The course-a yearlong, five-credit class open to as many as 12 students-will provide participants with invaluable experience in drafting cert petitions, merits briefs and amicus briefs, Stancil said. The material will vary based upon which cases are available to the clinic and the class will be augmented by guest speakers and moot courts.
Stancil said the clinic will improve students' legal writing skills. "If you're a good writerâ¦your life after law school and after clerking is immensely better," he said.
Students also will gain a skill set "that in our experience is hard to acquire in any other way," Stancil said. "If this class were here when I was in law school, it would have been at the top of my list to do."
Students interested in the Supreme Court Litigation Clinic should apply by May 3. The application is online and requires a writing sample, transcript, and a resume. The course is open to third-year law students. There are no prerequisites other than Constitutional Law, but courses on federal courts and criminal procedure are helpful.

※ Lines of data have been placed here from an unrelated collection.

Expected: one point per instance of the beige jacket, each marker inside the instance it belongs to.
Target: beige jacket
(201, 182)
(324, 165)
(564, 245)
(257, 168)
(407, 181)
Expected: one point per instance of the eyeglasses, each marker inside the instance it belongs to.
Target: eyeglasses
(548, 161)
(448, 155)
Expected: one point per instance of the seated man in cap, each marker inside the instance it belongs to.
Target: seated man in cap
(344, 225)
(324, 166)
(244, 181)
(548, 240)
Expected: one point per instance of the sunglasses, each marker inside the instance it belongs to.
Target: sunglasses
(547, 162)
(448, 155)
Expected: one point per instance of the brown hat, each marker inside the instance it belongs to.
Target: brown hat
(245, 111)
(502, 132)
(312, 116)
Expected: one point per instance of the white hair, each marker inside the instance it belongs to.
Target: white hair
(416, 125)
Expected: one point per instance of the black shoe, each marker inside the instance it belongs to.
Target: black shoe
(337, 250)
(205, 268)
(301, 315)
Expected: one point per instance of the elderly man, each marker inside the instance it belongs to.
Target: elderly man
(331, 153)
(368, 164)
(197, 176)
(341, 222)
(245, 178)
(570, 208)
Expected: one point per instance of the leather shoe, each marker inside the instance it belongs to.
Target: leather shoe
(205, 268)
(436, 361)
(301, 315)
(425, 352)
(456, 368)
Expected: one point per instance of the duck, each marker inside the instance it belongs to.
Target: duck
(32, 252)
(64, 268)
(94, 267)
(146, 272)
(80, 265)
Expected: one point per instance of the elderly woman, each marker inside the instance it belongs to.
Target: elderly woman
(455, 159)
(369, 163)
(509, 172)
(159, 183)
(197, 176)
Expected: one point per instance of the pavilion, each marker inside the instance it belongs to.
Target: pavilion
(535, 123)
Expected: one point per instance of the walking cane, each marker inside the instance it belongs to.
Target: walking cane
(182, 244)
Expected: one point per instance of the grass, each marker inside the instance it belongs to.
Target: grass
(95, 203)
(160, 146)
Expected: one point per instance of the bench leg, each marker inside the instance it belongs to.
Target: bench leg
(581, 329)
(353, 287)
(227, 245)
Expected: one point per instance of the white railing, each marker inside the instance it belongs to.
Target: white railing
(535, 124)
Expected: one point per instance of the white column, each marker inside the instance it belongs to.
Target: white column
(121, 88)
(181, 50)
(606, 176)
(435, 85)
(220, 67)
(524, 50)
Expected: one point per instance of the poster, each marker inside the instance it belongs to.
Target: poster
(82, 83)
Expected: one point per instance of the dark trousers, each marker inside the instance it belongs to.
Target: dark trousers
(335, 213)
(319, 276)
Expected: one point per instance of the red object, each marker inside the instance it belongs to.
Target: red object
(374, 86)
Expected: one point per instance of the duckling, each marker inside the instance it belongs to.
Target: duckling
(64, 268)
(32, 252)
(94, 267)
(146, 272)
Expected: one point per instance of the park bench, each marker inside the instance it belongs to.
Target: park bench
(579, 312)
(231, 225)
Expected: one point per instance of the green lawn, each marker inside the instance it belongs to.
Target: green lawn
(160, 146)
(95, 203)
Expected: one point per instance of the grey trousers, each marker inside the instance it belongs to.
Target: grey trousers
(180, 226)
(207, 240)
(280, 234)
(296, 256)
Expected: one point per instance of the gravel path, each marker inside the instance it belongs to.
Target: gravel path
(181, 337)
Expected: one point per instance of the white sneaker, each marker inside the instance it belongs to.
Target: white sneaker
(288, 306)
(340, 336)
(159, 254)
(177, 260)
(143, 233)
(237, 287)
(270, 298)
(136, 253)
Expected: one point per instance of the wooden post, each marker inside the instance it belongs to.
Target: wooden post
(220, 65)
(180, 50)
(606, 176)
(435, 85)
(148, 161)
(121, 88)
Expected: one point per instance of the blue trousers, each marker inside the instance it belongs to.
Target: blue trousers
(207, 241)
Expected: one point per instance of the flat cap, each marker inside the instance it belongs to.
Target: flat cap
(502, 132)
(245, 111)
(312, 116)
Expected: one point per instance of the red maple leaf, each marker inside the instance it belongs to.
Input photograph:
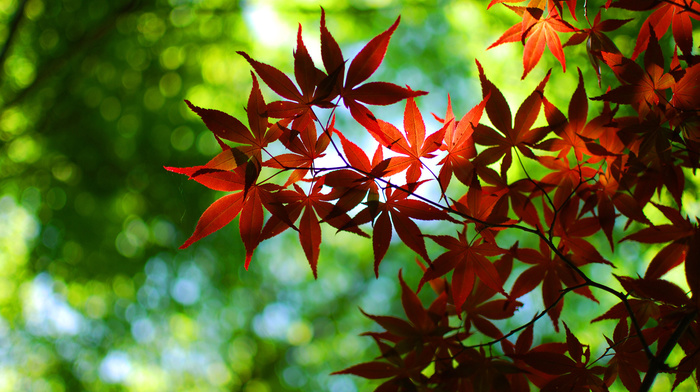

The Law School is also creating an Environmental Law and Conservation Clinic that will offer students practical experience in environmental problem-solving in a fashion that will be fully integrated with the rest of the curriculum. In the spring semester of 2007 the clinic will accept six students for four credits, with the goal of increasing enrollment in future years to 12 students per semester, with the clinic offered in fall and spring.
Clinic students will work on commenting on and appealing permits (including permits issued under the Clean Water Act and related state statutes); commenting on rules and participating in court challenges to rules; conducting research on important environmental policy questions and publishing articles and reports designed to inform or effect policy changes; providing advice to community groups and other nonprofit organizations; drafting and assisting in the implementation of conservation easements; working with landowners on implementing cooperative programs to protect land and restore watersheds; participating in local land-use planning issues; and developing legal, policy, and practical strategies to protect key natural resources in Virginia and elsewhere in the Mid-Atlantic region.
In addition to working on actual legal and policy matters, clinic students will participate in a weekly seminar designed to augment their clinical experience by exploring issues related to their projects and by providing additional intellectual content to their work. The clinic will be led by Leon Szeptycki, former general counsel and eastern conservation director of the national environmental organization Trout Unlimited, where he was responsible for litigation and other legal activities relating to conservation. For several years, Szeptycki co-taught Environmental Lawyering, a principles and practice course at the Law School that used case simulations to develop students' environmental advocacy skills.
The Iraqi Tribunal Clinic, taught by William & Mary law professor Linda Malone, will be offered in spring and fall as semester-long clinics for one year only through a unique arrangement with the Department of Justice Regime Crimes Liaison Office in Baghdad. Malone, who directs William & Mary's Human Rights and National Security Law Program, initiated the course at William & Mary, where it was reported on in the Washington Post. Clinic participants research and submit legal memoranda to assist in prosecutions before the Iraqi Special Tribunal (IST) as part of the IST's Academic Consortium.
Malone will also teach the International Tribunal Clinic in spring 2007, in which students research and submit legal memoranda to assist in the prosecution of persons before the current international tribunals, including those for Rwanda, Sierra Leone, and the International Criminal Court.
The Family Resource Clinic, which is offered in conjunction with the Legal Aid Justice Center, will be available during the spring 2007 semester and will be offered again as a yearlong course beginning the following fall. Led by Dan Nagin, who taught Issues in Poverty Law in spring 2005, the clinic addresses the legal needs of low-income families who seek or receive public benefits, or who are former public benefit recipients attempting to make the transition to financial independence. Clinic participants will assist clients in obtaining or keeping benefits from programs such as TANF, Medicaid and Food Stamps.
Founded in 1819, the University of Virginia School of Law is the second-oldest continuously operating law school in the nation. Consistently ranked among the top law schools, Virginia is a world-renowned training ground for distinguished lawyers and public servants, instilling in them a commitment to leadership, integrity and community service.